Poisonous Mushrooms

A common pastime of outdoor enthusiasts is collecting edible mushrooms. This endeavor must be pursued with great caution since mistaking a poisonous mushroom for one that is edible can cost you your life. There are many old wives tales that would have you believe that there are easy ways to avoid poisonous mushrooms through blanket methods–a mushroom that has been eaten by an animal is safe, any dried fungus is safe, no mushroom growing on wood is poisonous. However, the only way to avoid poisonous mushrooms is through 100% positive identification.

The toxins of mushrooms are put into four categories. The most serious of these categories is the toxins that act as cellular poisons. These include cyclopeptides and monomethylhydrazines, which rupture cell membranes in many internal organs such as the liver, kidneys, central nervous system, and red blood cells. Mushrooms that contain these toxins include certain species in the genera Galerina, Amanita, Gyromitra, and Lepiota. The scary part of this type of poisoning is that the symptoms may not occur until 6 to 48 hours after ingestion, and such poisoning is severe to deadly.

The second group of toxins affects the nerves and is also quite serious. Species of Clitocybe, Inocybe, Psilocybe, Panaeolus, and Amanita can have these toxins, which include muscarine, ibotenic acid-muscimol, muscazone, and psilocybine-psilocin. Symptoms of this poisoning can occur within a couple of hours of ingestion and include abdominal pain, vomiting, diarrhea, and dehydration. Nerve poisoning can be fatal.

The third group of toxins causes gastrointestinal irritations. This category contains the majority of poisonous mushrooms and includes quite a variety of different toxins. Species of Agaricus, Boletus, Lactarius, Morchella, and Russula fall into this category, despite the fact that some of these genus’ contain edible counterparts. Symptoms of this poisoning can occur within 2 hours of ingestion.
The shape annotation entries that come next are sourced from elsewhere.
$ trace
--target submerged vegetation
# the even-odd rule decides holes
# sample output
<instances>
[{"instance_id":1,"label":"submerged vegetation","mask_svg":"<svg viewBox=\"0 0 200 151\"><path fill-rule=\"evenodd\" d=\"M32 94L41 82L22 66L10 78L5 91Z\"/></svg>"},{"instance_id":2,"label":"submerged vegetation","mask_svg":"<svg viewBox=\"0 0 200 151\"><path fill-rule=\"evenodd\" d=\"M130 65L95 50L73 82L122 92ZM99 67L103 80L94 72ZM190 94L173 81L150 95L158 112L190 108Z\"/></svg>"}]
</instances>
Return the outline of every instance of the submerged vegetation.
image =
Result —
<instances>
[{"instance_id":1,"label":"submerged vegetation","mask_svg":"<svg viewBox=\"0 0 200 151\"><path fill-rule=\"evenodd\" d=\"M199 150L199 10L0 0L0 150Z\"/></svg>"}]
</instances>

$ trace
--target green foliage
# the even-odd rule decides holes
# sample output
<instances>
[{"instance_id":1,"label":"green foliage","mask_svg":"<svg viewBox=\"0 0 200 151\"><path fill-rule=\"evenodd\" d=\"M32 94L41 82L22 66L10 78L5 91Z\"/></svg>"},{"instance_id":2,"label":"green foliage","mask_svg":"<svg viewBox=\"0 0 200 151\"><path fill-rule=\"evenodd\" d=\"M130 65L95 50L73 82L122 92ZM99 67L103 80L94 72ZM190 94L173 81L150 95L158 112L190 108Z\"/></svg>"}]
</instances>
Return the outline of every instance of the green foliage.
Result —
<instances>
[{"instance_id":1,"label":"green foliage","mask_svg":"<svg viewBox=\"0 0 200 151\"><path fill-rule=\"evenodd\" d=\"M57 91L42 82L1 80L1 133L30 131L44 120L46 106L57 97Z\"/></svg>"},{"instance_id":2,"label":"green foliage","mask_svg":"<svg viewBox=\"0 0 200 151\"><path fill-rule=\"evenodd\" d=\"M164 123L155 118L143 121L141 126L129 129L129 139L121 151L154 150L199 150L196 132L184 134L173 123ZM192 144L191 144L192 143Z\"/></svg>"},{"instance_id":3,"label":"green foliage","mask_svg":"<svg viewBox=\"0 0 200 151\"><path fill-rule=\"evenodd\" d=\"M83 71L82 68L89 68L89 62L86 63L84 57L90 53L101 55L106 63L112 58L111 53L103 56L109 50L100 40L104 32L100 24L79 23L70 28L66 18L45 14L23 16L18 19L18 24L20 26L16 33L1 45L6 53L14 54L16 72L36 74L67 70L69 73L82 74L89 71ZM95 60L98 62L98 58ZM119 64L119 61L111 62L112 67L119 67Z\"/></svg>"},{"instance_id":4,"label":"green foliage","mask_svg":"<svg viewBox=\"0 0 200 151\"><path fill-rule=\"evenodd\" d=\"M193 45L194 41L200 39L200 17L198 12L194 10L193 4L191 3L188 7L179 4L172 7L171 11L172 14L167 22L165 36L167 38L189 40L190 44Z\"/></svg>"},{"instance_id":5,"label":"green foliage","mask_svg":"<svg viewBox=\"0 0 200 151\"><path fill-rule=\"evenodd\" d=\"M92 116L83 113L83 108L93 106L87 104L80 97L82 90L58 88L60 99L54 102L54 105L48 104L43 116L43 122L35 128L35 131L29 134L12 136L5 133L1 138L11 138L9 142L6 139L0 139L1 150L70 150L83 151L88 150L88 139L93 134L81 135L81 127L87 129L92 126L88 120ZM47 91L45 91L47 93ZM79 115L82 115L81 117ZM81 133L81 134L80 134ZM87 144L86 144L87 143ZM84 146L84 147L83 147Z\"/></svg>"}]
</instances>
The fourth category contains mushrooms that are toxic when consumed with alcohol. Several species of Coprinus are edible except when ingested with alcohol. Some morels and other mushrooms share these toxic properties. These particular toxins arrest the metabolism of alcohol and cause vasomotor reactions, nausea, and vomiting.

Sometimes mushroom poisoning can occur through environmental factors. Mushrooms can act like sponges and absorb pesticides and pollutants in the environment, making a mushroom that is normally edible toxic. There are also allergies to mushrooms, and some individuals may be sensitive to certain edible varieties while others aren’t. Lastly, food poisoning can occur through improper handling and storage of mushrooms.

The ability to positively ID mushrooms starts with a reliable field guide and a basic understanding of mushroom anatomy and spore samples. Joining a mycology club in your area will also greatly enhance your ability to ID mushrooms, since many members may have years of experience with the mushrooms in your locale. And no matter how much you have learned, remember the 100% ID rule: only eat mushrooms that are edible and whose identity you are 100% sure of!